The Pink-eared Duck male gives repeated chirrup while in flight or on water. The sounds are described as trilling, chirrups or twittering. We can hear high-pitched “ee-jik” or “tu-ick” and a low, nasal “grunk”.    
During pair formation, the bill-tossing display is accompanied by “whee-ooo” or “weeee-you” or “who-ee-oo” calls. The female’s voice is lower.
In defence behaviour, it utters a loud, trumpeted whistle “whee-ooo” and this call is probably given by both sexes.    
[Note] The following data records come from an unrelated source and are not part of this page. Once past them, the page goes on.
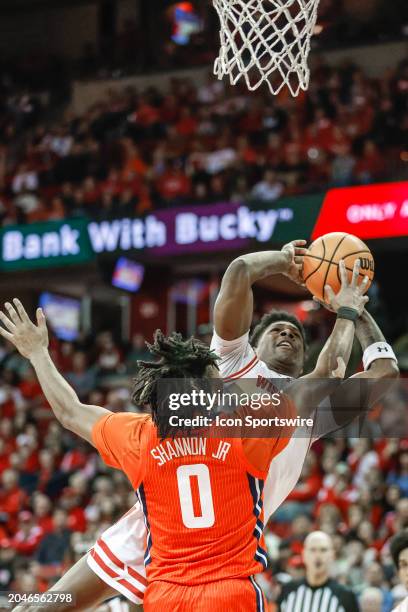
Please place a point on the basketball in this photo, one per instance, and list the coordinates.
(321, 263)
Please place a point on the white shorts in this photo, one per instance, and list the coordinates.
(117, 556)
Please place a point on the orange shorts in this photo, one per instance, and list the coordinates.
(238, 594)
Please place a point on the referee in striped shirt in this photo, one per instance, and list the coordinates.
(317, 592)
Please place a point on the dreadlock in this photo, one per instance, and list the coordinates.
(273, 317)
(176, 358)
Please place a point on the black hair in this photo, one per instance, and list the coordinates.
(398, 544)
(273, 317)
(176, 358)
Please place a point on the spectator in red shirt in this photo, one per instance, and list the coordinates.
(187, 124)
(42, 511)
(174, 186)
(12, 497)
(28, 535)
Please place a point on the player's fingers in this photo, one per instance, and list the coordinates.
(356, 273)
(364, 284)
(21, 310)
(343, 273)
(40, 318)
(6, 322)
(6, 334)
(329, 294)
(12, 313)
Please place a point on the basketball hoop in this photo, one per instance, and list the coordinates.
(266, 41)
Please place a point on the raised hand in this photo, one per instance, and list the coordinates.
(351, 294)
(294, 252)
(27, 337)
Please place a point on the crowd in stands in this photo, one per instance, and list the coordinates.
(133, 152)
(56, 495)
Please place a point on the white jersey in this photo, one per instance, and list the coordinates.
(117, 557)
(402, 607)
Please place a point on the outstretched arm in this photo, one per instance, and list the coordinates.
(368, 333)
(234, 306)
(352, 400)
(335, 355)
(348, 304)
(32, 342)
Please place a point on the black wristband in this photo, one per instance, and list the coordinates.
(344, 312)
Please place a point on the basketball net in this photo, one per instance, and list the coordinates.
(266, 41)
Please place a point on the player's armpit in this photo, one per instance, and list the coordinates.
(234, 306)
(119, 439)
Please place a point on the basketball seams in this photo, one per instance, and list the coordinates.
(327, 270)
(330, 263)
(322, 260)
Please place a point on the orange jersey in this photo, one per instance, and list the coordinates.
(202, 497)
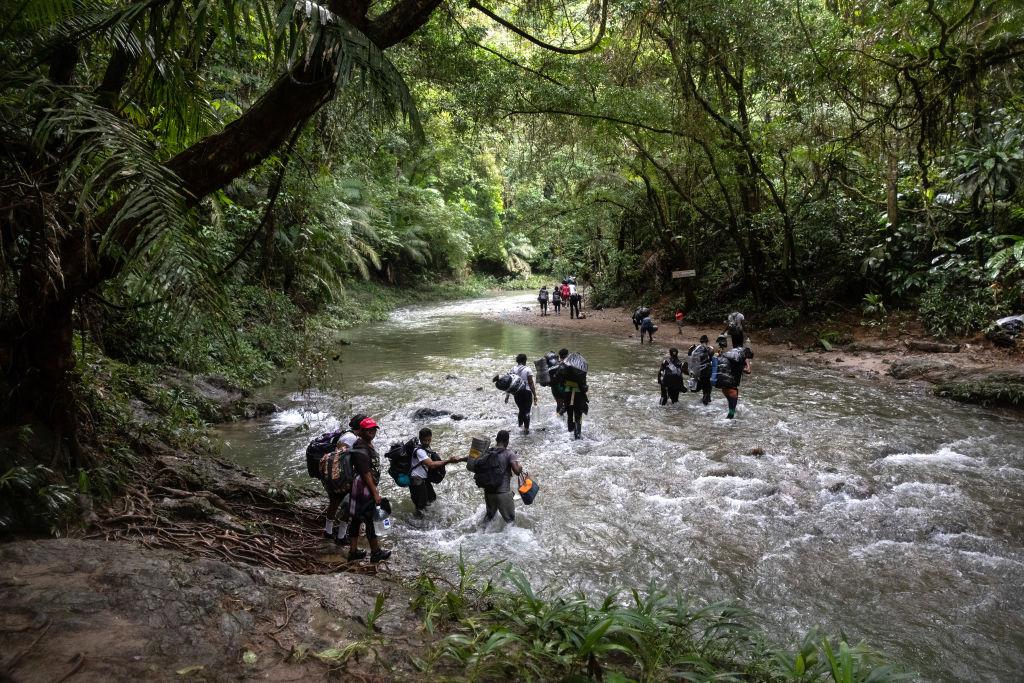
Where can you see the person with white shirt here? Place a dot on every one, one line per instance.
(525, 394)
(420, 487)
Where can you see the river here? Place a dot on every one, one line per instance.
(876, 509)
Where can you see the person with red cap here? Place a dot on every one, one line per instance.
(365, 498)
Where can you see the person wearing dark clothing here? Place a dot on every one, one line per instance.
(574, 299)
(739, 363)
(735, 329)
(647, 327)
(335, 498)
(639, 314)
(670, 377)
(365, 498)
(525, 395)
(499, 499)
(557, 390)
(576, 402)
(420, 488)
(699, 368)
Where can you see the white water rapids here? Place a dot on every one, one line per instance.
(876, 510)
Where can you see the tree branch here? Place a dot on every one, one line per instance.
(540, 43)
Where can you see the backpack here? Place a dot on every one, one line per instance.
(573, 369)
(699, 363)
(318, 447)
(509, 382)
(435, 474)
(336, 471)
(725, 377)
(487, 471)
(400, 461)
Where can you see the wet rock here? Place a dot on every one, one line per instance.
(926, 369)
(428, 413)
(143, 614)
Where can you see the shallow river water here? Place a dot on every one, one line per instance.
(876, 510)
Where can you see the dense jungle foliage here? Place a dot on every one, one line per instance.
(177, 172)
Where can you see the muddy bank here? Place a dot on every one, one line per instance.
(971, 371)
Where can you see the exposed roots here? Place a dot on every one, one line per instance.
(270, 534)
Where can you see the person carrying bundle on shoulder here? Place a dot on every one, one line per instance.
(426, 468)
(519, 384)
(492, 472)
(670, 377)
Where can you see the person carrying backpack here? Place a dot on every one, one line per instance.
(647, 327)
(365, 498)
(492, 472)
(639, 314)
(424, 469)
(670, 377)
(735, 329)
(574, 299)
(699, 367)
(729, 370)
(525, 394)
(318, 450)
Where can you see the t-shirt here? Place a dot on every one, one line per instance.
(524, 373)
(419, 456)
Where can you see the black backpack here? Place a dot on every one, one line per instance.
(399, 456)
(335, 470)
(318, 447)
(487, 471)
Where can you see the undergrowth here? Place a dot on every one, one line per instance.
(506, 630)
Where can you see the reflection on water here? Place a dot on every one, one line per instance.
(876, 510)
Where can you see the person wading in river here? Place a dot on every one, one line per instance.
(492, 472)
(420, 487)
(699, 367)
(525, 396)
(365, 497)
(335, 499)
(670, 377)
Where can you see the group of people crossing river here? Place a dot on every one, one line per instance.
(349, 466)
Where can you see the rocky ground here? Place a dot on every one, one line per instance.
(969, 370)
(202, 570)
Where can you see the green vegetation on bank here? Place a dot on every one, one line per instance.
(503, 629)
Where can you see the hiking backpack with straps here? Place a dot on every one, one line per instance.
(509, 382)
(487, 471)
(399, 458)
(336, 471)
(318, 447)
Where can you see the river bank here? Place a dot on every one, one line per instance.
(223, 572)
(977, 372)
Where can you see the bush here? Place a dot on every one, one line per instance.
(955, 304)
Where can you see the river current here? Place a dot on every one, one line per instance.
(876, 509)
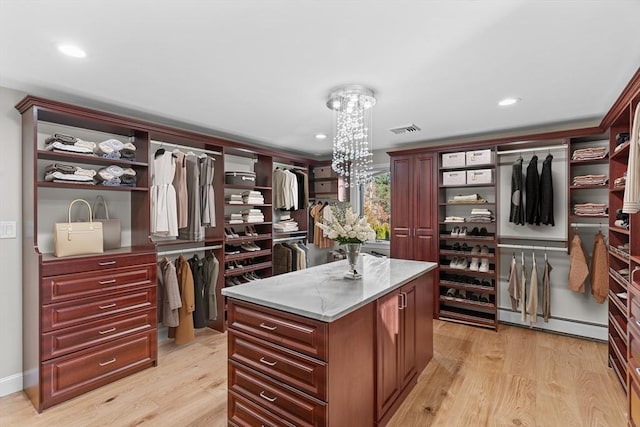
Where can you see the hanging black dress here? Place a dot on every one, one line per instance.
(546, 193)
(532, 182)
(516, 213)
The Pink-eared Duck feeds mostly on a variety of planktonic organisms such as crustaceans, molluscs and various insects. It also consumes plant-matter including algae and microscopic seeds.
It feeds by dabbling in shallow water, submerging the bill but also head and neck to reach preys on the bottom. It rarely performs upending.
The large flat bill is used to filter microscopic plants and animals, thanks to the fine lamellae that retain only the food items. It is often seen in pairs or in groups, and these groups perform communal feeding by swimming head-to-tail in vortexing motion, each bird benefiting from the disturbed preys as they rotate.

The Pink-eared Duck is monogamous with long-term pair-bonds, something unusual in Anatidae. Pair formation involves typical displays including head-tossing while calling loudly.
They can breed at any time of the year, depending on water levels. They nest close to the water and sometimes, a pair may eject another bird species in order to use its nest. The pair builds its own nest on the eggs of the chased bird. Several females can lay in the same nest, and 50-60 eggs can be seen together. The male takes part in some nesting duties but it does not incubate.

They are often seen perched out of the water, on branches or logs, and they spend little time on the ground.
The Pink-eared Duck is nomadic and sometimes dispersive, with movements related to water levels.
It flies with rapid wingbeats. The flushed groups circle wetlands and land very quickly.

Breeding can occur all year round depending on flood waters. In SE Australia, the Pink-eared Duck breeds usually between August and February, after the winter rains.  
It nests in single pairs or in loose groups. The nest is built in tree hollows, nest boxes and old nests of Fulicula and Gallinula species. It is a rounded mass of down placed in hollow or on stump above water, and generally close to the water.

The female lays 3-11 (usually 6-8) creamy-white eggs. She incubates alone during about 26 days. At hatching, the ducklings have pale grey-brown down above and whitish below. They have conspicuous dark brown eye patch and eye stripe, and the bill is similar to that of adults, with the membranous flaps. The chicks are tended by both parents and can be seen swimming with them while searching for food. They fledge between 45 and 60 days after hatching.

The Pink-eared Duck is widespread and locally abundant and hunting occurs only across parts of the range.
The population is not quantified, but there are probably several hundred thousand. But the nomadic character of this species does not allow better estimate. There are probably more than 1,000,000 individuals in the global range.
The Pink-eared Duck is currently evaluated as Least Concern.